La consecuencia de muchos años de mal desempeño económico resulta necesariamente en un cuadro de vulnerabilidad, carencias y bajos ingresos promedio como el que gracias al Consejo Nacional de Evaluación de la Política de Desarrollo Social (CONEVAL) conocemos, cuyos datos recientes (2018) indicaban 52.4 millones de mexicanos pobres (41.9 por ciento); 9.3 millones en pobreza extrema, y un 57.3 por ciento carente de seguridad social, realidad que debería ser más que suficiente para echar a andar una recuperación valorativa que ponga en el centro una mayor capacidad de gasto y una mejor asignación.

Se trataría de una nueva distribución de los recursos públicos, bajo control del Estado, para priorizar los renglones laborales y sociales que constituyen la base del bienestar generalizado. Por ello, conviene no dejar de insistir en que el camino no está en mantener unos equilibrios macroeconómicos, con cargo a la contención del crecimiento y el posible colapso productivo. Conviene tener presente que la Secretaría del Trabajo reportó la pérdida de 347 mil empleos formales para los primeros quince días de abril, en contraste con los cerca de 342 mil empleos formales que pudieron crearse en 2019.

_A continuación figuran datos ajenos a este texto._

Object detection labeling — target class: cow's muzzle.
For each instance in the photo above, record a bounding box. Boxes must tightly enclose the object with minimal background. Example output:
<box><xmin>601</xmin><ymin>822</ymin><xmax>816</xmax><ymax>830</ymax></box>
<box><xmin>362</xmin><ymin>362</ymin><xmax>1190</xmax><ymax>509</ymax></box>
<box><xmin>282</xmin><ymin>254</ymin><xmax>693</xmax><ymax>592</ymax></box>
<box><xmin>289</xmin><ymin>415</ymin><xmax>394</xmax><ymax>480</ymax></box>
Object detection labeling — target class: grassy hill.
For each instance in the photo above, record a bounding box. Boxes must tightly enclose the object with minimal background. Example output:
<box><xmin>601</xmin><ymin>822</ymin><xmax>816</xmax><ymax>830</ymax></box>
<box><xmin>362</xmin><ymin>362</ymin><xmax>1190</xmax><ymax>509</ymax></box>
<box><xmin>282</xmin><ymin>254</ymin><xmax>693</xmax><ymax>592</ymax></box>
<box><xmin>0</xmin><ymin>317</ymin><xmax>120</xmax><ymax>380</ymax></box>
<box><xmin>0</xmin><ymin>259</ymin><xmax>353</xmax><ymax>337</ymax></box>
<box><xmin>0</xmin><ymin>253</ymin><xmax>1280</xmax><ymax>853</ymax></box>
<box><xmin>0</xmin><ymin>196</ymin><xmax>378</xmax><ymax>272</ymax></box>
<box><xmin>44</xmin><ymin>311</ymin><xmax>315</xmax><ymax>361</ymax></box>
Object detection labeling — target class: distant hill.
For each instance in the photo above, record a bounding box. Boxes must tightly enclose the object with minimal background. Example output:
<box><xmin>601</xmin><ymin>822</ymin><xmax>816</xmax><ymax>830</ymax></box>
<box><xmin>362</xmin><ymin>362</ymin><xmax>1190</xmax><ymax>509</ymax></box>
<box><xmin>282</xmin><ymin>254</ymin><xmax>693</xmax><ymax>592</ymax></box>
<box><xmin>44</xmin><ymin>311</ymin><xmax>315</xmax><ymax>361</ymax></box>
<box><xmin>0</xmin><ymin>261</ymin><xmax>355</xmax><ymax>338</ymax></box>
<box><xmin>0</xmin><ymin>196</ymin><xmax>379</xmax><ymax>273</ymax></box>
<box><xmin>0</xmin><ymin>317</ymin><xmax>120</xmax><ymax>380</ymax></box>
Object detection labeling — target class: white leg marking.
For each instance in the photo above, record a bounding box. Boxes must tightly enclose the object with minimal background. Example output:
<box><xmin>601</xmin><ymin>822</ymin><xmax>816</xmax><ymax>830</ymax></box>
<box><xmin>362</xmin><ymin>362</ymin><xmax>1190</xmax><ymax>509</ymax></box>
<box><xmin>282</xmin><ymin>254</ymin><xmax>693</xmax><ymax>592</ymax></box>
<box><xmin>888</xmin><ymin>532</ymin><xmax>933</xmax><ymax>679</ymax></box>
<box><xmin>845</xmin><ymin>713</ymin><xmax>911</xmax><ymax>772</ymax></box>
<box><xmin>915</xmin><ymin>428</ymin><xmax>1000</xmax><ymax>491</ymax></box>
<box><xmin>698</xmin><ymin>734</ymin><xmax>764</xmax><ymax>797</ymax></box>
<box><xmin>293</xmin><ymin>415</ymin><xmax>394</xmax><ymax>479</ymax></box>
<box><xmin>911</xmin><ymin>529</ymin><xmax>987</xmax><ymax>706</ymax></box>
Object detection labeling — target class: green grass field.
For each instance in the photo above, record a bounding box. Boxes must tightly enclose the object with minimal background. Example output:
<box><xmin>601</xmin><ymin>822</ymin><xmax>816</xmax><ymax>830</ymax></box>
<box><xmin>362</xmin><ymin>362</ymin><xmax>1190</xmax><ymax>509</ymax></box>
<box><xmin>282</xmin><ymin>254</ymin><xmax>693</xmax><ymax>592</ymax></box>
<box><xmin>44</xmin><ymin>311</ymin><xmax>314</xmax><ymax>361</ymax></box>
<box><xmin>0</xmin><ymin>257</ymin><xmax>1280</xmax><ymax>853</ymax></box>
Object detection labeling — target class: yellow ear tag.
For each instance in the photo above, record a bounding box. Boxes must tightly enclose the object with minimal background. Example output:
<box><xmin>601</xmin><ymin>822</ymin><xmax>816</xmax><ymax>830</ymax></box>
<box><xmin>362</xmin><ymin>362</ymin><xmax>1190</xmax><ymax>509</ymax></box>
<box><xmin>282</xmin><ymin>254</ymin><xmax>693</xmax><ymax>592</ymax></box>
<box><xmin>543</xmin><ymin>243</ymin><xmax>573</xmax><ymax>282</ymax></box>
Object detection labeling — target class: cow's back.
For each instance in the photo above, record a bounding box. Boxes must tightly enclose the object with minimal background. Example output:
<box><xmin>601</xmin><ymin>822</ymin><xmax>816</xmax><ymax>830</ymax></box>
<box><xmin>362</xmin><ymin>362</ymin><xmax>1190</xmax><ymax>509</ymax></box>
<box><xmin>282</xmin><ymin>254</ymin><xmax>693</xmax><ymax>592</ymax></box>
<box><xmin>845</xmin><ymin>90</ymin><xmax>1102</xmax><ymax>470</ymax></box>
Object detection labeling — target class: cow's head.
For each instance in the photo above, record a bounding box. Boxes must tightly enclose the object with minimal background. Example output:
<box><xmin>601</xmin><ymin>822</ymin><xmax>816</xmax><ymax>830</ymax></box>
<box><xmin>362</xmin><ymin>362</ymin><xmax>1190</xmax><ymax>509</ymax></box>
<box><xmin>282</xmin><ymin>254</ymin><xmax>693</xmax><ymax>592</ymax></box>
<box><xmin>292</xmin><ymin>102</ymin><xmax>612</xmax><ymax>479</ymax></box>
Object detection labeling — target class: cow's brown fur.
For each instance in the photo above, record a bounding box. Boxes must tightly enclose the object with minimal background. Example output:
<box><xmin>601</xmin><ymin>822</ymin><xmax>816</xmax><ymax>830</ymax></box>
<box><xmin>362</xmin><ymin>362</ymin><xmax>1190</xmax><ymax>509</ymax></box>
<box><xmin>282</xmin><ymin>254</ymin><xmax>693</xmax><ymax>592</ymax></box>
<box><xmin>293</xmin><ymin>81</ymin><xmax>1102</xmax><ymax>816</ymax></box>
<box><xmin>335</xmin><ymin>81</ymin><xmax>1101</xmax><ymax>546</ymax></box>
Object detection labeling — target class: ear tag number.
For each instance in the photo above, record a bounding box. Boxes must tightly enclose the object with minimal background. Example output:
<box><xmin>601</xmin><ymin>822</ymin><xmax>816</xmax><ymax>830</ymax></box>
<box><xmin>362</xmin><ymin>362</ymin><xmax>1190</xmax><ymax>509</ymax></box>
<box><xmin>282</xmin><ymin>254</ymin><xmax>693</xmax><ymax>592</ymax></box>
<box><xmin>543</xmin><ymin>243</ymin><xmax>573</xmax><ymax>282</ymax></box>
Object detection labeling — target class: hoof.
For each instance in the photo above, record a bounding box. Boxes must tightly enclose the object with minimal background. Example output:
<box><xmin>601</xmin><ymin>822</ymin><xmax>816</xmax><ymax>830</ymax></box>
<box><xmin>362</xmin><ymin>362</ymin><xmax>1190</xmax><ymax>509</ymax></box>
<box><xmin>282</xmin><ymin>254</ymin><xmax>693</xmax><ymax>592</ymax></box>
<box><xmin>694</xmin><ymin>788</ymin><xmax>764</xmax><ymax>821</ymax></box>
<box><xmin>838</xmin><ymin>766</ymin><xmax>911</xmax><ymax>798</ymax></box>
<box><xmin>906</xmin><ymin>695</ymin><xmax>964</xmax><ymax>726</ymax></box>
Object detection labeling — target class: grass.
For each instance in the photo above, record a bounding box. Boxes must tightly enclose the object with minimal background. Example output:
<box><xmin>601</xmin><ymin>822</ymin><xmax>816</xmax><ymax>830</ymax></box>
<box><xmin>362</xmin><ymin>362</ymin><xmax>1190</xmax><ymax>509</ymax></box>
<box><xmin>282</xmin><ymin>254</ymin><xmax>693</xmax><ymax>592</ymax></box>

De hecho, deben reconsiderarse los límites del endeudamiento público y aumentar el tope de requerimientos financieros del sector público por 2.6 por ciento del PIB previsto para 2020, de acuerdo con las necesidades impuestas por las nuevas circunstancias. Una intervención estatal de gran calado implica, por ahora, abandonar la idea de que el Estado no debe contratar más deuda.

Si lo que se busca, como se ha dicho, es alcanzar un crecimiento económico superior al registrado por México desde que se embarcó en su "Gran Transformación" y si, también, se tiene como prioridad poder ofrecer empleo a todo quien lo requiera y busque, estamos hablando de tener tasas de crecimiento superior a 4.0 por ciento anual y contar con una disposición de recursos públicos en torno al 25 por ciento del PIB como porcentaje del gasto público cuya composición, en principio, tendría que orientarse a rehabilitar y ampliar los servicios públicos destinados a la protección social y, más allá, la seguridad humana.

Proteger el empleo y el ingreso es, debe ser, herramienta fundamental de las políticas públicas para impedir que el país ingrese en un tobogán de desocupación y empobrecimiento. Es buen momento de enmendar el círculo perverso del no crecimiento económico con su falta de empleos y sus derivadas, a saber: precarización laboral, economía informal, marginación, delincuencia.